The need for invasive ventilation has ranged from 4.1 to 47% [11,12,13,14, 18, 21, 28, 29] in different studies similar to the authors’ observations. About a fifth of the children, in the present study, required noninvasive respiratory support, the need being higher particularly during the second wave. This was in concurrence with emerging evidence that emphasized safety and utility of NIV in COVID-19 pneumonia [30].

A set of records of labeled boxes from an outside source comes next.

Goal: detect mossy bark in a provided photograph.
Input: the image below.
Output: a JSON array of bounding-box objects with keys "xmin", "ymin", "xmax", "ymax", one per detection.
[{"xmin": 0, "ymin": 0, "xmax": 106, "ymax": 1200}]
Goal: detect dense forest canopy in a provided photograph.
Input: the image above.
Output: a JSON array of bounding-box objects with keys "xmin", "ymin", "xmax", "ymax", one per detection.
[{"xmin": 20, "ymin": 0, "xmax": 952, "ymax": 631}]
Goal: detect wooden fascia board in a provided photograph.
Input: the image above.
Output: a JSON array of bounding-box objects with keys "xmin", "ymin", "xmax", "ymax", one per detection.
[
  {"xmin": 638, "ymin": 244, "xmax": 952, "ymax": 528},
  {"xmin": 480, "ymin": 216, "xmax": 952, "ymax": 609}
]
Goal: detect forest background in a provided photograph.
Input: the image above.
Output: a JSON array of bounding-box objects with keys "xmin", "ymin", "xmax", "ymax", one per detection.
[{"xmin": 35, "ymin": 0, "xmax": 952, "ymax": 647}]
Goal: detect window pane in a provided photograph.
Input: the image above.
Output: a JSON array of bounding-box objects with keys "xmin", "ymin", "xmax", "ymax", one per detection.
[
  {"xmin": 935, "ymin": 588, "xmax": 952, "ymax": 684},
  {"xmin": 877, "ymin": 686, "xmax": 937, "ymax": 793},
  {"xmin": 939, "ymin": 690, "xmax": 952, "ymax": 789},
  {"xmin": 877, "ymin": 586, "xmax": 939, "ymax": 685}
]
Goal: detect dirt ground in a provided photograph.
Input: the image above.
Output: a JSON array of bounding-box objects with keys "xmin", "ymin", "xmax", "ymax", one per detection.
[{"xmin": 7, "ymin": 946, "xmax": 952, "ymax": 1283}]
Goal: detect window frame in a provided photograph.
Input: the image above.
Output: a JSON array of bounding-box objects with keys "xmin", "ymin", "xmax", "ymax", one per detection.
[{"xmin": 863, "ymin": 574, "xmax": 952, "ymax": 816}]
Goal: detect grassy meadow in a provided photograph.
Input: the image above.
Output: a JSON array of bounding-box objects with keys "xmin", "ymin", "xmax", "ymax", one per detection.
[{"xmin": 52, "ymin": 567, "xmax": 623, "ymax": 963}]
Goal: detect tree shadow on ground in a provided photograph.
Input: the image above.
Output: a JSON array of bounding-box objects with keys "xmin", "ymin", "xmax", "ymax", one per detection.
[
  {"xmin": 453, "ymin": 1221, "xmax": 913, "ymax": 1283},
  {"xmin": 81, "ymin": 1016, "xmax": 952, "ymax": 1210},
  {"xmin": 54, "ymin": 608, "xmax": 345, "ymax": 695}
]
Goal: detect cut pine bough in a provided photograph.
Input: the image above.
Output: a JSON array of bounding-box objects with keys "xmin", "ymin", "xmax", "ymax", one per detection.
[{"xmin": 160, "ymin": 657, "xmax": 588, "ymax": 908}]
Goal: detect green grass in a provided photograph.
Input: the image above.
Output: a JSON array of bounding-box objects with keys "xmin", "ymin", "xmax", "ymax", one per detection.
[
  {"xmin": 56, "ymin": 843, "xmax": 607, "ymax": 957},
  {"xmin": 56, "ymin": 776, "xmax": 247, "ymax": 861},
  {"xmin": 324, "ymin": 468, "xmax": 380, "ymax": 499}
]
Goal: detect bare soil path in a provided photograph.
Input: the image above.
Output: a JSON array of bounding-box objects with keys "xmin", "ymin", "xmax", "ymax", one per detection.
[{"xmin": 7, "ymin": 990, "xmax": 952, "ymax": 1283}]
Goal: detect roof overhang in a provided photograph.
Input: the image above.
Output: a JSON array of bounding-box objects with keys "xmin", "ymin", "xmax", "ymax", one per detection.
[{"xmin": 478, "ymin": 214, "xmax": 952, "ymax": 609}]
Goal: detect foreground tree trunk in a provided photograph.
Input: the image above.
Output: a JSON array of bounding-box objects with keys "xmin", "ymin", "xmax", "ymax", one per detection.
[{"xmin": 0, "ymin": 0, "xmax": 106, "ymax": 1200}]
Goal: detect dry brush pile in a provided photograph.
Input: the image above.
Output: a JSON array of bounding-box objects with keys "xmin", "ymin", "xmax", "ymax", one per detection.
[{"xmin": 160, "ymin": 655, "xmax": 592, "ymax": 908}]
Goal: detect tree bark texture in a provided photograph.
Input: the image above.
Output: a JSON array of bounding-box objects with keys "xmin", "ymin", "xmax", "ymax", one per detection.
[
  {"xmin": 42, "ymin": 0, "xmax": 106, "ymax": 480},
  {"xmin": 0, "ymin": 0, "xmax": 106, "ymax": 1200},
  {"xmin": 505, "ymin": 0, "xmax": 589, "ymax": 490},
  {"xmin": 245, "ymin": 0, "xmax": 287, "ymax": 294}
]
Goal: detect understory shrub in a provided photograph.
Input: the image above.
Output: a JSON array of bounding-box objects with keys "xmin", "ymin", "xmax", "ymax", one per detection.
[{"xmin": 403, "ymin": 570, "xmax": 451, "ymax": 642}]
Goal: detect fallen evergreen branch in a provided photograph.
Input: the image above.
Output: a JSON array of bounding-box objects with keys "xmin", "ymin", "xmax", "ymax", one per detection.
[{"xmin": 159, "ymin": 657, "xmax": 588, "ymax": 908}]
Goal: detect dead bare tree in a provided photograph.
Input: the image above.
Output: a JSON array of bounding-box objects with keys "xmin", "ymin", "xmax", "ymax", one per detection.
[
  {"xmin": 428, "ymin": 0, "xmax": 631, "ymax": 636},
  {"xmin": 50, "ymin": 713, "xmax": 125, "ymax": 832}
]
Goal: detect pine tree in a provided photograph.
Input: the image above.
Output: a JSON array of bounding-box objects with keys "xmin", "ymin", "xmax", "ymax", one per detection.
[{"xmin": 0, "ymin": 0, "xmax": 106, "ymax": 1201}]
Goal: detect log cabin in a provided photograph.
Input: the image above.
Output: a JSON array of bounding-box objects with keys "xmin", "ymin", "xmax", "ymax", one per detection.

Twenty-nine children died (13.5%); of these only 6 (3%) were COVID-19 death (disease-specific mortality). There was no difference in mortality rates between both waves. Overall, the mortality rates reported have ranged from 1% to 27% with higher mortality among studies conducted in intensive care settings [12,13,14,15,16, 19, 22, 25, 30]. None of the earlier studies have however distinguished between overall and attributable mortality. As guidelines evolved, asymptomatic or mildly symptomatic children were treated under home isolation and re-testing of hospitalized children for SARS-CoV-2 negativity before discharge was taken off. This trend was reflected in the present study too, which showed the duration of DCH and further hospital stay were shorter in the second as compared to the first wave.

The present study has some important strengths. The universal screening policy provided a more generalizable hospital-based cohort. The authors identified symptomatic infections and attempted to differentiate them from incidentally detected SARS-CoV-2 infections to provide clinically meaningful frequencies. However, the retrospective nature of the study design and subjectivity in categorization are some of the limitations.

Conclusions

The disease severity, associated comorbidities, intensive care and organ support needs and mortality were similar in both first and second waves of the pandemic. Children admitted during the second wave were however, younger, had received NIV more often and had shorter length of COVID-19 hospital stay as compared to the first.